Director Alex Proyas recently posted a screed on Facebook in which he rails against film critics and film criticism, saying things like, “…contrary to what a critic should probably be they have no personal taste or opinion, because they are basing their views on the status quo.” Proyas is unhappy with the general state of film criticism because his new movie, Gods of Egypt, was recently dealt a drubbing, garnering a 12% on Rotten Tomatoes. Gods of Egypt is now the first major flop of 2016.
Gods of Egypt, which had to issue an apology for the predominately white cast of a movie set in Ancient Egyptian times, is a superhero movie with gods and goddesses in the place of caped crusaders. Proyas, best known for directing The Crow and most notable for Dark City, was born in Egypt but grew up in Australia, and his passion for the mythology of his heritage is clear, but Gods of Egypt has more in common with Jupiter Ascending than it does classical mythology.
The movie loosely—very very very loosely—tells the Osiris myth, in which Osiris’s son, Horus, must fight his uncle, Set, after Set murders Osiris. It’s a straight forward revenge tale, straight from the 24th century BCE. Not content to merely reinterpret one of the literal oldest stories in the book, Proyas, along with screenwriters Matt Sazama and Burk Sharpless—a real person’s real name—who are also responsible for The Last Witch Hunter, decides to throw in dumb humans, a vagina smoke monster, and superheroes, and then includes a sequel-baiting ending that is laugh-out-loud audacious after the hundred and twenty minutes that precede it.

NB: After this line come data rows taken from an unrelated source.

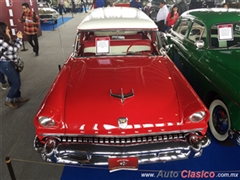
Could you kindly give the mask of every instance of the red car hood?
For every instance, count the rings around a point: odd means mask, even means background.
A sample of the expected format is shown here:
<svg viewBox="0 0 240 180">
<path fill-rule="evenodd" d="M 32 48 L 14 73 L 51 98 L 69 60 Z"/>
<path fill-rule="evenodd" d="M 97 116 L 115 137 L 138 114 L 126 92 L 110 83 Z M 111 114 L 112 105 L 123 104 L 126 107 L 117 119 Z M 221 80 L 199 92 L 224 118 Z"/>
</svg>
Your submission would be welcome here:
<svg viewBox="0 0 240 180">
<path fill-rule="evenodd" d="M 159 132 L 176 127 L 181 119 L 163 57 L 75 59 L 71 68 L 65 98 L 66 133 Z M 128 98 L 114 97 L 128 94 Z M 125 129 L 119 128 L 121 117 L 128 119 Z"/>
</svg>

Gerard Butler stars as the Scottish Egyptian god Set, and Nikolaj Coster-Waldau appears as Horus, who in this version is not conceived from his dead father’s reconstituted body but is just a normal god-prince, drinking and f*cking and oversleeping his way to his coronation as the king of everything. His coronation is interrupted by his jealous uncle Set—shades of Thor and Loki—who murders Osiris and blinds Horus and throws him out into the desert while Set takes over and enslaves everyone and is generally an asshole.
Enter the humans, because what stories about gods and monsters need are dumb humans stumbling around. Eyebrow-laden human toothpaste ad Brenton Thwaites (The Giver) shows up as Bek, a thief and street urchin ripped right from Aladdin. Bek doesn’t care for the gods but his girlfriend (Courtney Eaton, Mad Max: Fury Road) is devoted to Horus for no real reason, so they go to Horus’s coronation and watch the PG-13 carnage unfold and then are promptly enslaved.
The movie is only half about Horus redeeming himself and avenging his father, as the other half is occupied with a vaguely Orphean story about Bek trying to save his dead girlfriend that no one cares about, and the two stories never quite mesh. There’s also a subplot about Geoffrey Rush as the sun-god Ra, being in space and fighting a smoke vagina monster over a flat Earth. That’s just like a five-minute cut scene, but keep in mind that throughout Gods of Egypt, Geoffrey Rush is in space, fighting a smoke vagina monster, and somehow this isn’t the entire movie.
Horus and his golden retriever sidekick traipse through the desert and get together the god-avengers to fight Set, which includes Hathor, goddess of love (Elodie Yung, Daredevil’s Elektra), and Toth, god of wisdom. Toth is played by Chadwick Boseman doing an utterly insane accent and weirdly foppish performance that borders on Eddie Redmayne In Jupiter Ascending levels of crazy. I don’t know what Boseman was doing here, except possibly trying to disappear himself from the movie entirely by sucking so hard he creates a black hole that will consume him and obliterate this performance from the record.
Going to compliment Butler here and say that he almost manages to make this mess watchable, but that’s also in contrast to Coster-Waldau, who is less than compelling as Horus, and the wet noodle trying to save his girlfriend oh my god who even cares about them. Even the movie isn’t interested in that story—every cut to Dead Girl Walking comes with a metaphorical eye roll and a huffed, “This is still happening.” The movie ends with a CG-nonsense fight between a jackal man and an eagle man—oh yeah, the gods are also transformers—and Proyas uses different camera techniques to shoot action but never settles on one so the end effect is like watching a movie from inside a trash compactor where nothing makes sense and you’re covered in garbage. And that’s basically Gods of Egypt in a nutshell: None of this garbage makes sense.